Biodiesel – The Next Big Small Business
by Orlandy - February 23rd, 2009.Filed under: environment. Tagged as: biodiesel, biofuel, climate change, environment.
Motorists looking for an environmentally friendly and cheaper alternative to diesel fuel are increasingly turning to small suppliers for used cooking oil.
Refined cooking oil currently costs about 10% less than diesel in the UK and can be poured directly into unmodified diesel engines. Although the global recession and steep drop in oil prices has spelt the end for many large scale refineries, smaller ‘kitchen sink’ manufacturers are becoming ever more popular and are inundated with offers of free oil from restaurants.
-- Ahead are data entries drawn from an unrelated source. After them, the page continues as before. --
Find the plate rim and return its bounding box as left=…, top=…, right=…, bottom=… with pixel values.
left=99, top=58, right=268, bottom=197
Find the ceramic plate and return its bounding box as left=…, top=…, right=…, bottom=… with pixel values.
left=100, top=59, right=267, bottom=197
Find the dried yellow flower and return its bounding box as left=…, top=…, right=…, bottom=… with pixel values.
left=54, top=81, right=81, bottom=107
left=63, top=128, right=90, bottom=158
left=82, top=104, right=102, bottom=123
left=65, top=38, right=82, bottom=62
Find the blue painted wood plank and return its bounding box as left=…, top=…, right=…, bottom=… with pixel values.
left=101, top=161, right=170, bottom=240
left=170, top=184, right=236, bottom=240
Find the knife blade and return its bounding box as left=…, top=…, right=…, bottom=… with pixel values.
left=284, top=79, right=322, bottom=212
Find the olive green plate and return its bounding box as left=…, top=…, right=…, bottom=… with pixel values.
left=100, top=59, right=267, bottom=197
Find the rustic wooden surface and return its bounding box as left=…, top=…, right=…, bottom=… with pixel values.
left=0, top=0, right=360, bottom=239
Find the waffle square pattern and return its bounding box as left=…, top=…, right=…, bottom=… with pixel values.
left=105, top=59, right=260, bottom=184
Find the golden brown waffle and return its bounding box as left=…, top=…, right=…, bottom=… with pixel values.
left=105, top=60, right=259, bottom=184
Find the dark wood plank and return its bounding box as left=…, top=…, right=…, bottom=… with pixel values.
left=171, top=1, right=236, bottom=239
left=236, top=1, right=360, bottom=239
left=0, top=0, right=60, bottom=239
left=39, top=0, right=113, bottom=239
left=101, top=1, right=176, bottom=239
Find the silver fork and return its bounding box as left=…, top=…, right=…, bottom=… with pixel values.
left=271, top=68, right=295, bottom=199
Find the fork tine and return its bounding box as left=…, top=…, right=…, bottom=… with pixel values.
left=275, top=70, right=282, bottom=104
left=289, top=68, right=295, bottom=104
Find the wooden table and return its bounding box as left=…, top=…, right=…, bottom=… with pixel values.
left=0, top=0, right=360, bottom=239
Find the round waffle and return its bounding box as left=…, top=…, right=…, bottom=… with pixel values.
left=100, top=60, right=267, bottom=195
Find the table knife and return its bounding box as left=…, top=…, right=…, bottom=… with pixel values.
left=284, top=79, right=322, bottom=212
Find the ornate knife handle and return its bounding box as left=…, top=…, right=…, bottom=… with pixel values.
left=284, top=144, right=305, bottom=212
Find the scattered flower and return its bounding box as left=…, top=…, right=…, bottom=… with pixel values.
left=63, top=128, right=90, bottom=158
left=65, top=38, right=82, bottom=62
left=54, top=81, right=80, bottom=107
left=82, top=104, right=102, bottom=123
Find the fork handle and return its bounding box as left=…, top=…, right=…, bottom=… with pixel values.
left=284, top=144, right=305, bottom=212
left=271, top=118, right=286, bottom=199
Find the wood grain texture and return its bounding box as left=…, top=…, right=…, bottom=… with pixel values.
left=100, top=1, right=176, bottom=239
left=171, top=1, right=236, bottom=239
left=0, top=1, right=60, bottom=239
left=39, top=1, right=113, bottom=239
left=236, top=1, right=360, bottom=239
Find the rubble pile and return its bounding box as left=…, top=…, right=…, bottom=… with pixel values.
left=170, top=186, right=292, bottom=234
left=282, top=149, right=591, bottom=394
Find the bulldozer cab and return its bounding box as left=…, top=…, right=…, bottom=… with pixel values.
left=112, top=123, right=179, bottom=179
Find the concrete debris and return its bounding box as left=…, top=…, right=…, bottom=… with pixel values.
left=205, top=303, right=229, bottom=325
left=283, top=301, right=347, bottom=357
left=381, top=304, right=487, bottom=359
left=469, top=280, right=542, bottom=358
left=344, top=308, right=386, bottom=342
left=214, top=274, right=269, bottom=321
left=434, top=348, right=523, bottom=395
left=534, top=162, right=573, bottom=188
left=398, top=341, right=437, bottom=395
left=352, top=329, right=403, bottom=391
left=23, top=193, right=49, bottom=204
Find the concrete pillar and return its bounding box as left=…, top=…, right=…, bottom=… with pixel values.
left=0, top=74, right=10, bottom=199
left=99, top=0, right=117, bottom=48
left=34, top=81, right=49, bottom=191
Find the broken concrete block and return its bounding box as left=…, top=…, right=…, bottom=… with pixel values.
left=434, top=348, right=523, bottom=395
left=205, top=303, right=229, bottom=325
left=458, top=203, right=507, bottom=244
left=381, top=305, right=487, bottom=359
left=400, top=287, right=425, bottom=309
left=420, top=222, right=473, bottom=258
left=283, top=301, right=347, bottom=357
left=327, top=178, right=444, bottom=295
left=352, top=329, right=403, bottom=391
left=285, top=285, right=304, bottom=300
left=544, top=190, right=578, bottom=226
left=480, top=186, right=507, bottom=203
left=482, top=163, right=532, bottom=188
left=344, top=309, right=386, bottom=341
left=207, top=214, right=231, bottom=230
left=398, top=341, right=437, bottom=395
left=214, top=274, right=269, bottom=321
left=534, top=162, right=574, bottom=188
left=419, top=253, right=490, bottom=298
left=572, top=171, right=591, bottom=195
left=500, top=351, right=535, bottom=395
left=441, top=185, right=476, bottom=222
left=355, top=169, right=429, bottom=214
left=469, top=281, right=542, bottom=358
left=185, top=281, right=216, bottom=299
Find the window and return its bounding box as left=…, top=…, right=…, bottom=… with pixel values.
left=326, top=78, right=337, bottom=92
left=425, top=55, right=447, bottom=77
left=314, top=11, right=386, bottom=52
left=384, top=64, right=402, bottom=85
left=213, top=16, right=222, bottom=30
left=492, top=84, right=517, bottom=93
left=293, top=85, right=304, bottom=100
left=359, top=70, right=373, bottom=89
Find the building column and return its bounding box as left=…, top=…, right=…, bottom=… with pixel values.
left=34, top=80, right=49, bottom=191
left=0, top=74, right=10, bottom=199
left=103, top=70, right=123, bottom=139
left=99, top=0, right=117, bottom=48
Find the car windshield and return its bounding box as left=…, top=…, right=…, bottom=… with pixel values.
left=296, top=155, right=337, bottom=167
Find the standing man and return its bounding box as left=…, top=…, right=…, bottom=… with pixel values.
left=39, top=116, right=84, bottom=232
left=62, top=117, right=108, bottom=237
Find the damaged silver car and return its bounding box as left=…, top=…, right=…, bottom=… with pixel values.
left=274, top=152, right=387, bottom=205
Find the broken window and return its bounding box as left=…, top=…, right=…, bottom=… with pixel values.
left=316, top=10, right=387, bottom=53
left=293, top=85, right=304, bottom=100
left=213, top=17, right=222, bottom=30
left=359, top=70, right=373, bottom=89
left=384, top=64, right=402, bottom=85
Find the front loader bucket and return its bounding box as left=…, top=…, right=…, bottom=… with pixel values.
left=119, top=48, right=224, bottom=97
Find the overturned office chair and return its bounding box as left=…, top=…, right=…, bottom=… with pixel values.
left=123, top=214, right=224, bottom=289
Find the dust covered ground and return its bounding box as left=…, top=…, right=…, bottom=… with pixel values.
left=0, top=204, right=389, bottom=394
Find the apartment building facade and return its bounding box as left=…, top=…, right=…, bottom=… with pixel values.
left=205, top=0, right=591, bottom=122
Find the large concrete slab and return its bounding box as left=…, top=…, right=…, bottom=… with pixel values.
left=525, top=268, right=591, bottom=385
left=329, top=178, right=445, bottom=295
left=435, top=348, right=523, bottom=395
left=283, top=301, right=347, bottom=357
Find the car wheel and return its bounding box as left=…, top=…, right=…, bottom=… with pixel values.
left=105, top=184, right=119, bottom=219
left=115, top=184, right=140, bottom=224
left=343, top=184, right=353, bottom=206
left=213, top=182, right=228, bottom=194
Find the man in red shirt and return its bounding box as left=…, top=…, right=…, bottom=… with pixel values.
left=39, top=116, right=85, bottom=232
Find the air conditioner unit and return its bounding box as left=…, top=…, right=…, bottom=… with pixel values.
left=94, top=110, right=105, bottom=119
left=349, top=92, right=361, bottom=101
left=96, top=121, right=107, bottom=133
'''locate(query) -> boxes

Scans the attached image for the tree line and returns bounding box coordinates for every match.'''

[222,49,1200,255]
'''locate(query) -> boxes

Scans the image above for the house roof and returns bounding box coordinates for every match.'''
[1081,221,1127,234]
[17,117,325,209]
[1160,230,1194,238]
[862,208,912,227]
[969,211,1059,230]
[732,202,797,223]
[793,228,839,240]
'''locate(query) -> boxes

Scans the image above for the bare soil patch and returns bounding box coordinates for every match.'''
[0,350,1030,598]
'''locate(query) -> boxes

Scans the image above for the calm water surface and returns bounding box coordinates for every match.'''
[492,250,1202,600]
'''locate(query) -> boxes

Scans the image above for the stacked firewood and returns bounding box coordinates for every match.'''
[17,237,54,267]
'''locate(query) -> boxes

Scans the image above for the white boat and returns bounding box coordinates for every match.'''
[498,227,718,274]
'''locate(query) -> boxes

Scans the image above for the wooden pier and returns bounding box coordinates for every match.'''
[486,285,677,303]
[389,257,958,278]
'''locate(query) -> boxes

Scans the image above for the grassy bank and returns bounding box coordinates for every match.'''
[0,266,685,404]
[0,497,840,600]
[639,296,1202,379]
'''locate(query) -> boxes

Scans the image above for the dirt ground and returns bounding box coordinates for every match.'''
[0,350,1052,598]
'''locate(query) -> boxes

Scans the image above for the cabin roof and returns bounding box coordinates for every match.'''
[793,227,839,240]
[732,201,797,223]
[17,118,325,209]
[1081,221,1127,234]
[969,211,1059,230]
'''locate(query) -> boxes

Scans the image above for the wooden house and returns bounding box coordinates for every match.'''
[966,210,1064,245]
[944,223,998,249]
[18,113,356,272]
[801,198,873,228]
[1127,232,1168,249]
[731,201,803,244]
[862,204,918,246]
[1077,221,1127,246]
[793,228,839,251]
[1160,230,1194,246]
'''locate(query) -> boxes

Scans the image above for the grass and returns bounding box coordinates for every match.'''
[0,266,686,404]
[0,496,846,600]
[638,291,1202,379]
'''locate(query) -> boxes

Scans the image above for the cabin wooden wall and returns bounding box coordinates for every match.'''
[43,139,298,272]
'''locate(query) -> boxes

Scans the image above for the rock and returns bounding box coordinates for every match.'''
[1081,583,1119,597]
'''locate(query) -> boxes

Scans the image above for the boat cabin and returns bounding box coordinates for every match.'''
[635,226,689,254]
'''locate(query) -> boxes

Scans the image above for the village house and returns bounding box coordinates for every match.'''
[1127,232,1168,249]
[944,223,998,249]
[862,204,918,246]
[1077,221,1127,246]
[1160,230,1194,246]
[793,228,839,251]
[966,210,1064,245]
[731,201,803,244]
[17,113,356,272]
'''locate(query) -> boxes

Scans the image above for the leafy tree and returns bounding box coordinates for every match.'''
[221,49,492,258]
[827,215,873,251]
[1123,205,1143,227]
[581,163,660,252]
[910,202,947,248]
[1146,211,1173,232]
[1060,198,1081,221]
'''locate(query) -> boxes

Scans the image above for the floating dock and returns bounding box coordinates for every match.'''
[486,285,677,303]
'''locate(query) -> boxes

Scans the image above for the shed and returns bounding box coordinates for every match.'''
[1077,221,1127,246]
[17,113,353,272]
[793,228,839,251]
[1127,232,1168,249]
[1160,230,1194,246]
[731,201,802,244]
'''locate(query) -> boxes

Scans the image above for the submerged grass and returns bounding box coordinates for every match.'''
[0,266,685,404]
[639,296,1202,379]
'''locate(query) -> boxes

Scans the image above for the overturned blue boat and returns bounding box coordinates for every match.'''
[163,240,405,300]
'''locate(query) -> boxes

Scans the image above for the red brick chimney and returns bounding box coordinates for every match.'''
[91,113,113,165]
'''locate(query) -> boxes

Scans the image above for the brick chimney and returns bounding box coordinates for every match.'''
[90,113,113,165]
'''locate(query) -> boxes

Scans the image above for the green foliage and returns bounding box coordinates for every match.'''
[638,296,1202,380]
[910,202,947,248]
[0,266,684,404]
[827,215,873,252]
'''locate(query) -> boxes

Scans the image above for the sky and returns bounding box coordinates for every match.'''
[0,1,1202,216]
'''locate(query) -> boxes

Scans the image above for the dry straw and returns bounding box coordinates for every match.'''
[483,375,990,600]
Some suppliers even deliver jugs of oil to your doorstep, in a similar way to a milk round.
Used cooking oil will never take over from diesel, but it is one of a number of small changes which, when combined could make a difference in the fight against global warming. Even the vast appetite for fried food in the whole of the western world wouldn’t produce enough oil to serve all our cars, but it could contribute to a reduction in greenhouse gas emissions and therefore please the climate change environmentalists.
There are arguments about the widespread use od cooking oil.
Peder Jensen, a transport specialist at the European Environment Agency thinks that the main barriers to the fuel are “structural”, like the lack of standards for processing the fuel and adapting and maintaining vehicles to run on it.
Others disagree. Stuart Johnson, manager of engineering and environment at Volkswagen of America, called putting raw vegetable oil in cars a bad idea and said, We don’t recommend it. The inconsistent quality of cooking oil fuel, he said, means that it may contain impurities and it may be too viscous, especially for newer, more complex diesel engines with injection systems.
Cars can be adapted for cooking oil fuel if needed, for about £200. It involves putting in a small heater to pre-warm fuel so that it is thinner, and installing injection nozzles that are somewhat wider. Thousands of kits have been sold in Europe and the United States, though it is illegal in America to sell cars that have been adapted.
But Dr. Jensen cautioned that drivers who used cooking oil fuel were taking a risk and might lose their warranty protection.